Nice voice, shame about the message...


----------



## Ed Seeley (4 Sep 2008)

Forgot to say I've been keeping fish for 18 years and never caught it and swallowed more than my share of tank water over that time I'm sure, as well as never using gloves and having loads of cuts and scrapes when I used to landscape for a living.  Just be aware of it, don't panic about it.

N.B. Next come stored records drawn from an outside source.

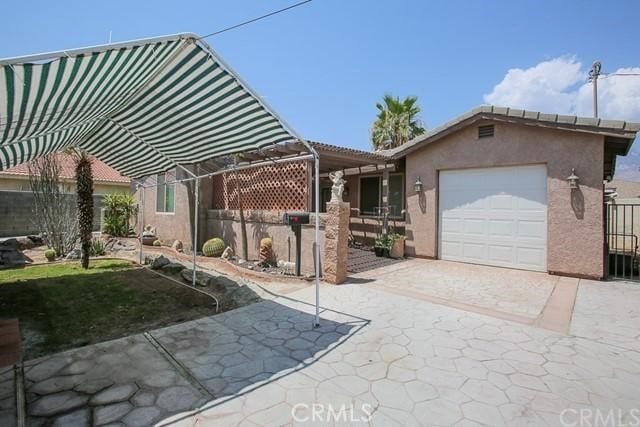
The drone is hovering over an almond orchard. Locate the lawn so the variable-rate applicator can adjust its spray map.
[0,260,215,360]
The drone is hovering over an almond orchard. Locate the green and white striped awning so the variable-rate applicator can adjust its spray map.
[0,34,298,178]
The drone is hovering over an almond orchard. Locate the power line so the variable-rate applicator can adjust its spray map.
[198,0,312,40]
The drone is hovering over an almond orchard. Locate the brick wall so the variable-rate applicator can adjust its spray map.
[0,191,102,237]
[212,161,309,211]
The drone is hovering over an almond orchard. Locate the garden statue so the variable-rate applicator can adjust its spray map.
[329,171,346,202]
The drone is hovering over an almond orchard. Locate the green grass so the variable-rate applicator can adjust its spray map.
[0,259,133,285]
[0,260,215,360]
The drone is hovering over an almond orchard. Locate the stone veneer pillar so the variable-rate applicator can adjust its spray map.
[322,202,351,284]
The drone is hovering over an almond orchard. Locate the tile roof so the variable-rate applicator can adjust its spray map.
[0,153,131,184]
[377,105,640,158]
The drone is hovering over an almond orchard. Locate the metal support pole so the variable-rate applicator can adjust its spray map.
[589,61,602,118]
[138,184,147,265]
[191,178,200,288]
[314,152,320,326]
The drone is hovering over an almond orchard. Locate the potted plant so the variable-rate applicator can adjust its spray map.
[389,233,406,258]
[373,234,393,256]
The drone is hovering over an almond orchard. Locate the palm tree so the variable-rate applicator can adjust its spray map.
[71,149,93,269]
[233,154,249,261]
[371,94,425,150]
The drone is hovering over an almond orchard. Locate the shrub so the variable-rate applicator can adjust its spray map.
[202,237,224,257]
[44,249,56,261]
[89,239,107,256]
[102,193,138,237]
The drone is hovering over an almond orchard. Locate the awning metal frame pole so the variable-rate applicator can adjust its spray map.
[138,185,147,265]
[191,178,200,288]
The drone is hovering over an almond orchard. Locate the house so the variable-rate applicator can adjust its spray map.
[139,106,640,278]
[0,153,131,237]
[0,153,131,194]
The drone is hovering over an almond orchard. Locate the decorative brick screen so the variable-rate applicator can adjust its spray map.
[213,162,309,211]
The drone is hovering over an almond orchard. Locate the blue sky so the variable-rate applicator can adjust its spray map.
[0,0,640,157]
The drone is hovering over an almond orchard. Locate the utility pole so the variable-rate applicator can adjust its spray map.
[589,61,602,118]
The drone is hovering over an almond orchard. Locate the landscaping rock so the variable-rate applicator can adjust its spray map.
[180,268,215,287]
[162,262,185,274]
[221,246,233,259]
[64,248,82,261]
[151,255,171,270]
[16,237,36,251]
[171,240,184,252]
[0,239,26,269]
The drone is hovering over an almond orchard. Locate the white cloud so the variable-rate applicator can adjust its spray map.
[484,56,640,180]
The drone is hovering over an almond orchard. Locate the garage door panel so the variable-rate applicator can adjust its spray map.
[439,165,547,271]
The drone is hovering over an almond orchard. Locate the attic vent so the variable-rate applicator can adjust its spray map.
[478,125,494,138]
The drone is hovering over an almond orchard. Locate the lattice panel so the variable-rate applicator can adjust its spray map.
[213,162,309,211]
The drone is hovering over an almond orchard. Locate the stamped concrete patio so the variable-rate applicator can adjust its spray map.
[0,266,640,426]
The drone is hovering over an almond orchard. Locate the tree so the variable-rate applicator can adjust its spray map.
[27,154,78,257]
[371,94,425,150]
[73,149,93,269]
[233,154,249,261]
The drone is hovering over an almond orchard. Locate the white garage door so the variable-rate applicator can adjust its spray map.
[438,165,547,271]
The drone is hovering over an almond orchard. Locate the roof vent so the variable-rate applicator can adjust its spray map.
[478,125,495,138]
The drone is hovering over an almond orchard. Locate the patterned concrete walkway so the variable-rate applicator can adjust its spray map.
[0,272,640,426]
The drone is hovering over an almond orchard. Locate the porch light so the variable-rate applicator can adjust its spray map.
[413,177,422,193]
[567,168,580,190]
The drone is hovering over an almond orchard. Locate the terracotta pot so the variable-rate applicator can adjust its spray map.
[389,239,404,258]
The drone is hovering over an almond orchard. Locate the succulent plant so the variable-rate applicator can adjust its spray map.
[44,249,56,261]
[202,237,224,257]
[260,237,275,265]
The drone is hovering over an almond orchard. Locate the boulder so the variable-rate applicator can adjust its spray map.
[221,246,233,259]
[64,248,82,261]
[171,240,184,252]
[180,268,216,288]
[16,237,36,251]
[162,262,185,274]
[151,255,171,270]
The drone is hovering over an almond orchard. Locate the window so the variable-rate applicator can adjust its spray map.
[389,174,404,218]
[478,125,495,138]
[359,174,404,218]
[360,176,382,215]
[156,174,176,213]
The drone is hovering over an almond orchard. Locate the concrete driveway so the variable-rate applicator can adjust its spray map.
[350,259,578,332]
[0,266,640,426]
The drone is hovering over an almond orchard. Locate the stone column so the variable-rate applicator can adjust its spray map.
[322,202,351,285]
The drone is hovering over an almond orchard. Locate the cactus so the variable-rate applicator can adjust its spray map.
[260,237,274,265]
[202,237,224,257]
[44,249,56,261]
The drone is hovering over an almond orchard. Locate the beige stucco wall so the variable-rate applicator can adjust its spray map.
[135,172,212,249]
[0,175,131,194]
[207,210,325,274]
[406,123,604,278]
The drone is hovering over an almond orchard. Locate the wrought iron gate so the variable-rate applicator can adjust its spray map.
[605,203,640,281]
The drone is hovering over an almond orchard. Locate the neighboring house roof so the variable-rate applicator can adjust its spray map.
[377,105,640,159]
[0,153,131,184]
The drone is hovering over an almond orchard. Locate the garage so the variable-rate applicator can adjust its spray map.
[438,165,547,271]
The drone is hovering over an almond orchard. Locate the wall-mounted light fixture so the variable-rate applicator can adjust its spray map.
[413,177,422,193]
[567,168,580,190]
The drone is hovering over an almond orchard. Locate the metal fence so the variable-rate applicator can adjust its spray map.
[605,203,640,281]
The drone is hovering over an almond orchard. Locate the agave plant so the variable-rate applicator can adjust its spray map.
[72,149,93,269]
[371,94,425,150]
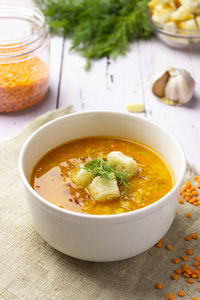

Far more risky is something like Weils disease you can catch from rivers and lakes from rat urine; that's deadly.


----------



## SunnyP (4 Sep 2008)

Theres a BCG vaccine, as the bacteria are becoming more resistant to antibiotics. The W.H.O put that in place to prevent TB.


----------



## fishgeek (5 Sep 2008)

mycobacterium are soil related organisms so most commonly found in the muck/mulm or substrate of a tank rather than the water

there are many mycobacterium species most that choose a specific host and focus on improving there ability to invade that hosts cell type, of course there are species of mycobacteria that cross those host species boundaries... ie badger human and cow  are all affected by the same tb and more commonly than any fish variant of tb being found .... so dont go into the country!  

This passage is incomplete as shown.